Equational Reasoning will be used as a component part of larger proofs. We will use it inside a larger proof to verify a function does what it is supposed to. In many cases, we will be using abstract values in the proof and reasoning about how the code works on them.
For now, we will just use Equational Reasoning to verify we understand the sequence of events that happen when executing.
There are three justifications that can be used.
Premise/Assume - We either start from a function call or assume a function call happened.
Evaluation of … - We evaluate a command that is built into the language.
Apply Definition of … - We replace a function call with it’s known definition.
The proof structure will match our deductive proofs. There will be line numbers on the left and justifications on the write. This proof is designed to be written in the source code of our file.
Let us return to our custom build length function. This time implemented as size.
(define (size L)
(if (null? L)
0
(+ 1 (size (rest L)))
)
)
We want to prove that (size '(1 2)) will return 2. The proof is given below.
;1. (size '(1 2)) ;Premise
;2. (if (null? '(1 2)) 0 (+ 1 (size (rest '(1 2))))) ;Apply Definition of size
;3. (if #f 0 (+ 1 (size (rest '(1 2))))) ;Evaluation of null predicate
;4. (+ 1 (size (rest '(1 2)))) ;Evaluation of if conditional
;5. (+ 1 (size '(2))) ;Evaluation of rest
;6. (+ 1 (if (null? '(2)) 0 (+ 1 (size (rest '(2)))))) ;Apply Definition of size
;7. (+ 1 (if #f 0 (+ 1 (size (rest '(2)))))) ;Evaluation of null predicate
;8. (+ 1 (+ 1 (size (rest '(2))))) ;Evaluation of if conditional
;9. (+ 1 (+ 1 (size '()))) ;Evaluation of rest
;10. (+ 1 (+ 1 (if (null? '()) 0 (+ 1 (size (rest '()))) ) )) ;Apply Definition of size
;11. (+ 1 (+ 1 (if #t 0 (+ 1 (size (rest '())))))) ;Evaluation of null predicate
;12. (+ 1 (+ 1 0)) ;Evaluation of if conditional
;13. (+ 1 1) ;Evaluation of Addition
;14. 2 ;Evaluation of Addition
By walking through the code in this manner, we provide a pen and paper justification that it does what we want.
There are a few rules of thumb related to the apply and evaluation justifications.

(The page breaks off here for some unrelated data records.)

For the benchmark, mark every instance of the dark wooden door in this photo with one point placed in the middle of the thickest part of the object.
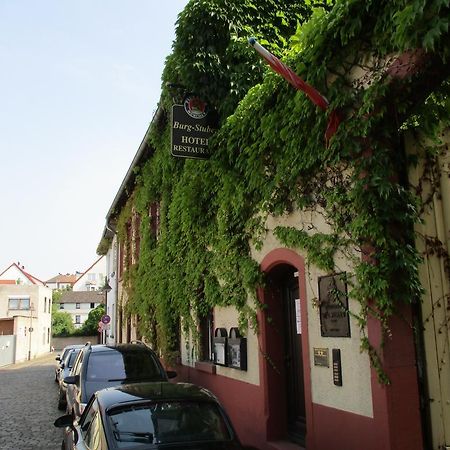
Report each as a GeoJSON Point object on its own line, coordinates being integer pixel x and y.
{"type": "Point", "coordinates": [294, 361]}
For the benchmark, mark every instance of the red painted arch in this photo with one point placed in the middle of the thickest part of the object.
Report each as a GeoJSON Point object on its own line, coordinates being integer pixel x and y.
{"type": "Point", "coordinates": [270, 349]}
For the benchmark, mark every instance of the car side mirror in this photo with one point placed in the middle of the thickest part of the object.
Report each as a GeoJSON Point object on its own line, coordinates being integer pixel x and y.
{"type": "Point", "coordinates": [171, 373]}
{"type": "Point", "coordinates": [64, 421]}
{"type": "Point", "coordinates": [72, 379]}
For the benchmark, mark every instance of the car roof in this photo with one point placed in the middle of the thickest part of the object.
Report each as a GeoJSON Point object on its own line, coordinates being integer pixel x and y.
{"type": "Point", "coordinates": [121, 348]}
{"type": "Point", "coordinates": [72, 346]}
{"type": "Point", "coordinates": [152, 391]}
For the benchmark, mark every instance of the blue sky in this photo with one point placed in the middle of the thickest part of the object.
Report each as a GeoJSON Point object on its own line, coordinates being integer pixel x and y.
{"type": "Point", "coordinates": [79, 83]}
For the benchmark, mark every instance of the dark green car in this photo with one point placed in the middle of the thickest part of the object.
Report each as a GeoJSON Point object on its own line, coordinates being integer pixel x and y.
{"type": "Point", "coordinates": [158, 415]}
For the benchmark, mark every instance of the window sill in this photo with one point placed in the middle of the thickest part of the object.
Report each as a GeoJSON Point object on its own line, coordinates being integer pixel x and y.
{"type": "Point", "coordinates": [205, 366]}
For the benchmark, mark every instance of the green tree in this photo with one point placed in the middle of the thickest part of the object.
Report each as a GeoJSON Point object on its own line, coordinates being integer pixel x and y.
{"type": "Point", "coordinates": [90, 326]}
{"type": "Point", "coordinates": [62, 324]}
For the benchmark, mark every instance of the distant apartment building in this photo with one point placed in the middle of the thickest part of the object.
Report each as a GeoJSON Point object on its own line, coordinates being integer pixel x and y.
{"type": "Point", "coordinates": [25, 316]}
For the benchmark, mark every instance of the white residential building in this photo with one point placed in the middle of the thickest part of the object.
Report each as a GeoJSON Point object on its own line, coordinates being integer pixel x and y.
{"type": "Point", "coordinates": [80, 304]}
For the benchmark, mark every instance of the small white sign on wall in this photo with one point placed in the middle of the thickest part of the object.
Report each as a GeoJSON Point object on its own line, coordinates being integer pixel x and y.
{"type": "Point", "coordinates": [298, 316]}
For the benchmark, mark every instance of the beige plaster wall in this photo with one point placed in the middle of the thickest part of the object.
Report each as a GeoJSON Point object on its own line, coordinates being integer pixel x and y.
{"type": "Point", "coordinates": [39, 319]}
{"type": "Point", "coordinates": [228, 318]}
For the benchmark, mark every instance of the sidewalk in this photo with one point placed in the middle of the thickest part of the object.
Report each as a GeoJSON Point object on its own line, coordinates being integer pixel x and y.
{"type": "Point", "coordinates": [41, 360]}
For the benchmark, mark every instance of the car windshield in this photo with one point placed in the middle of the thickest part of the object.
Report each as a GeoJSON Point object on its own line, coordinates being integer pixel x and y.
{"type": "Point", "coordinates": [168, 422]}
{"type": "Point", "coordinates": [117, 366]}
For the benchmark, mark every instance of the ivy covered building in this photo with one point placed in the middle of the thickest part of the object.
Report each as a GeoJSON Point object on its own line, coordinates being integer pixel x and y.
{"type": "Point", "coordinates": [303, 279]}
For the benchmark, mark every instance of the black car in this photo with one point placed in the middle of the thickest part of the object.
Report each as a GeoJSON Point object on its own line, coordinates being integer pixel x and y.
{"type": "Point", "coordinates": [151, 416]}
{"type": "Point", "coordinates": [101, 366]}
{"type": "Point", "coordinates": [66, 367]}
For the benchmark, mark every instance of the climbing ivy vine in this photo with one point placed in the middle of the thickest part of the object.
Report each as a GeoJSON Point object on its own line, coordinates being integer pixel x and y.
{"type": "Point", "coordinates": [269, 156]}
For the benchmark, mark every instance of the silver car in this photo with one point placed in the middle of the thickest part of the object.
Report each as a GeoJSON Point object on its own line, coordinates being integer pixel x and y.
{"type": "Point", "coordinates": [60, 358]}
{"type": "Point", "coordinates": [66, 367]}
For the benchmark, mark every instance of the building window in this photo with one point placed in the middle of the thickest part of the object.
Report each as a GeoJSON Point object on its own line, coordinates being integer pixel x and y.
{"type": "Point", "coordinates": [206, 326]}
{"type": "Point", "coordinates": [22, 303]}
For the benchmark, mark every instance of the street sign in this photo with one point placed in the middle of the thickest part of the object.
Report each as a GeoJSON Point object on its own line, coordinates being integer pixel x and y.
{"type": "Point", "coordinates": [106, 319]}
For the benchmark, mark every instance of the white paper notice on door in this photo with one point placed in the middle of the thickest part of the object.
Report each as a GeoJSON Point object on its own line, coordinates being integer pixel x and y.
{"type": "Point", "coordinates": [298, 316]}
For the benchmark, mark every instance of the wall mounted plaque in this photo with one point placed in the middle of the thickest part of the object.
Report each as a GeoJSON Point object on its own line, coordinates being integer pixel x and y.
{"type": "Point", "coordinates": [333, 301]}
{"type": "Point", "coordinates": [321, 357]}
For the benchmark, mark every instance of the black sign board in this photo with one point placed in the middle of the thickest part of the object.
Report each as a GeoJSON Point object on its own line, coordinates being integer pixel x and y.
{"type": "Point", "coordinates": [333, 301]}
{"type": "Point", "coordinates": [321, 357]}
{"type": "Point", "coordinates": [192, 126]}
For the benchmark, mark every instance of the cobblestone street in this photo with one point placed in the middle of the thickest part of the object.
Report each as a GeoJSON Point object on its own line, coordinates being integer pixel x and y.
{"type": "Point", "coordinates": [28, 405]}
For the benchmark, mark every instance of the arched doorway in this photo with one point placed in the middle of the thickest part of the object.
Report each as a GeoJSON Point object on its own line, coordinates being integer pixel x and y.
{"type": "Point", "coordinates": [285, 347]}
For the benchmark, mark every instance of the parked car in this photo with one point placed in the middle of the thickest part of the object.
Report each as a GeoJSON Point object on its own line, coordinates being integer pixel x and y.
{"type": "Point", "coordinates": [101, 366]}
{"type": "Point", "coordinates": [66, 367]}
{"type": "Point", "coordinates": [60, 358]}
{"type": "Point", "coordinates": [151, 416]}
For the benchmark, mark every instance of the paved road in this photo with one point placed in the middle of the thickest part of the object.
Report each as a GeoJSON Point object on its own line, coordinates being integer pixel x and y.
{"type": "Point", "coordinates": [28, 406]}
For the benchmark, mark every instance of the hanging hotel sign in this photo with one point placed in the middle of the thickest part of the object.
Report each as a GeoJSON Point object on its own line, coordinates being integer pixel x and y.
{"type": "Point", "coordinates": [192, 126]}
{"type": "Point", "coordinates": [333, 300]}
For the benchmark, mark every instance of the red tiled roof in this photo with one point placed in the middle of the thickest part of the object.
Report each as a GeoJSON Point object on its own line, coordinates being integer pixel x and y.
{"type": "Point", "coordinates": [32, 278]}
{"type": "Point", "coordinates": [63, 279]}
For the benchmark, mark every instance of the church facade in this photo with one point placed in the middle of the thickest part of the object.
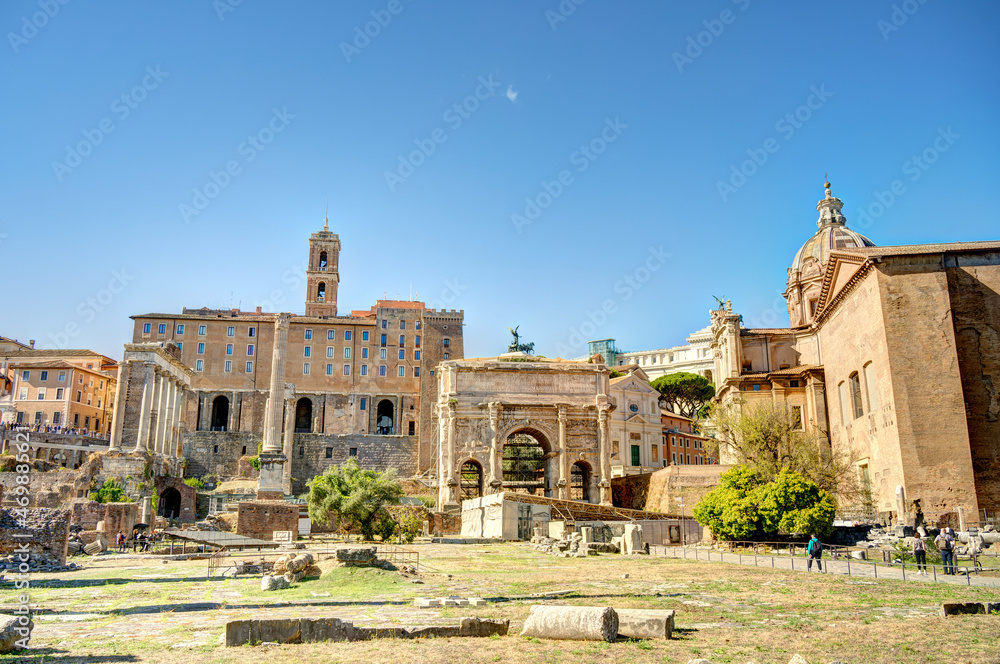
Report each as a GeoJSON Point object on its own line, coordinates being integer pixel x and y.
{"type": "Point", "coordinates": [892, 359]}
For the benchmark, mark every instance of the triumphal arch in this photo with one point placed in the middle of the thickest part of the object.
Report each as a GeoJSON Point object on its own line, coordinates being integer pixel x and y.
{"type": "Point", "coordinates": [519, 423]}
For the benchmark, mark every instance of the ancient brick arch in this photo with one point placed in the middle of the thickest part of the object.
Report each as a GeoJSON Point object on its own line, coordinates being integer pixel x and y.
{"type": "Point", "coordinates": [563, 406]}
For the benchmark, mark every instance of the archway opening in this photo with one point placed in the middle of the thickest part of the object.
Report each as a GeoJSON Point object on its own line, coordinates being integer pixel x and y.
{"type": "Point", "coordinates": [303, 415]}
{"type": "Point", "coordinates": [220, 414]}
{"type": "Point", "coordinates": [170, 503]}
{"type": "Point", "coordinates": [524, 464]}
{"type": "Point", "coordinates": [471, 483]}
{"type": "Point", "coordinates": [579, 481]}
{"type": "Point", "coordinates": [384, 418]}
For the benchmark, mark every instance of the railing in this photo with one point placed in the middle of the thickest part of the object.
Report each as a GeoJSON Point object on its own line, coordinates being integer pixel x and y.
{"type": "Point", "coordinates": [760, 553]}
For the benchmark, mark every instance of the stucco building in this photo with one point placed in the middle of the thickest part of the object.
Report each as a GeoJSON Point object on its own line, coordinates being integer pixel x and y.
{"type": "Point", "coordinates": [892, 358]}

For application, we only use it on functions we have defined. Additionally, it should only be functions we want to prove something about. If a return value has already been proven elsewhere, we could just reference that proof. We could say evaluation of function as seen in proof …. You want your justifications to read well. So, there is a little flexibility. You could write Apply length, apply definition of length, or App. Def. Length. Just make sure you state that it is an application and the name of the function you are applying.

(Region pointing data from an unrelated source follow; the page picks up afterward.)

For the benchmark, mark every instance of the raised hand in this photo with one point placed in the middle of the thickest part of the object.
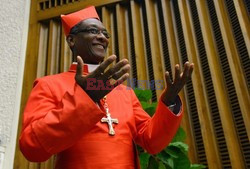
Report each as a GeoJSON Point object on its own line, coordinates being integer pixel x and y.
{"type": "Point", "coordinates": [175, 86]}
{"type": "Point", "coordinates": [99, 83]}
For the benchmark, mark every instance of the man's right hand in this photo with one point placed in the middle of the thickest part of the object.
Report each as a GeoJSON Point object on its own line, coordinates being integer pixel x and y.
{"type": "Point", "coordinates": [117, 73]}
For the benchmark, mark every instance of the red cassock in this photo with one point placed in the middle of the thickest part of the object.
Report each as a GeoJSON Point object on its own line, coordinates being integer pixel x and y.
{"type": "Point", "coordinates": [60, 118]}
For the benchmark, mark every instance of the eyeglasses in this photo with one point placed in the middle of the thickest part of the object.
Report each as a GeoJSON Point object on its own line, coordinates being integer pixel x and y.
{"type": "Point", "coordinates": [96, 31]}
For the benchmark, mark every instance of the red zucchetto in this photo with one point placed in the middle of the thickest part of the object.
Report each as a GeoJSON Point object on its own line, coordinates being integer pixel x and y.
{"type": "Point", "coordinates": [70, 20]}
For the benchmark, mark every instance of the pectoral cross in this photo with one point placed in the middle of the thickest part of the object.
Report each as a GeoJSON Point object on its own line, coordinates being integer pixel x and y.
{"type": "Point", "coordinates": [110, 122]}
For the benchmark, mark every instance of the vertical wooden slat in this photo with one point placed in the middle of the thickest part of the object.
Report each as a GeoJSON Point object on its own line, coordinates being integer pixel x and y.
{"type": "Point", "coordinates": [122, 28]}
{"type": "Point", "coordinates": [174, 59]}
{"type": "Point", "coordinates": [66, 54]}
{"type": "Point", "coordinates": [42, 53]}
{"type": "Point", "coordinates": [107, 20]}
{"type": "Point", "coordinates": [211, 148]}
{"type": "Point", "coordinates": [122, 31]}
{"type": "Point", "coordinates": [244, 22]}
{"type": "Point", "coordinates": [139, 41]}
{"type": "Point", "coordinates": [154, 36]}
{"type": "Point", "coordinates": [53, 51]}
{"type": "Point", "coordinates": [241, 87]}
{"type": "Point", "coordinates": [219, 83]}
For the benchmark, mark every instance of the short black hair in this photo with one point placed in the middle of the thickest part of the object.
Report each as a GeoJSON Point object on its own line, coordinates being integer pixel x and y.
{"type": "Point", "coordinates": [75, 29]}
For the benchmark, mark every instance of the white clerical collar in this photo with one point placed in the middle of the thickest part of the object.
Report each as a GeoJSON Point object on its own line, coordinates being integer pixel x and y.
{"type": "Point", "coordinates": [90, 67]}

In short, application means “replace a function call with its body”. We copy in the body of the function and replace the parameters with their values. Evaluation means to evaluate a built in. We don’t know how the code works because it came with Racket. We just predict what the return value will be based on our knowledge of the language.
For evaluation, you may only evaluate one type of operator per line. You cannot evaluate a subtraction and an addition on the same line. You could evaluate two subtraction commands on the same line. This can be shortened to Evaluate Operator or Eval. Operator. You must state the operator you are evaluating.
The following function defines Euclid’s classic algorithm to find the greatest common divisor. We prove that (gcd 48 24) returns 24.
(define (gcd a b)
(if (= 0 b)
a
(gcd b (remainder a b))))
The proof is given below.
;1. (gcd 48 24) ;Premise
;2. (if (= 0 24) 48 (gcd 24 (remainder 48 24))) ;Apply Def. gcd
;3. (if #f 48 (gcd 24 (remainder 48 24))) ;Evaluate Equals
;4. (gcd 24 (remainder 48 24)) ;Evaluate If
;5. (gcd 24 0) ;Evaluate Remainder
;6. (if (= 0 0) 24 (gcd 0 (remainder 24 0))) ;Apply Def. gcd
;7. (if #t 24 (gcd 0 (remainder 24 0))) ;Evaluate Equals
;8. 24 ;Evaluate If
Note
Sometimes proofs will get to long to reasonably fit on one line. You may break up a command over multiple lines and tab it over. You may also use an ellipsis … over parts of the code that are not relevant to the current line of the proof.
Equational Reasoning isn’t that powerful on its own. It just traces how the code executes. It becomes powerful when used with other proof techniques like contradiction and subproofs.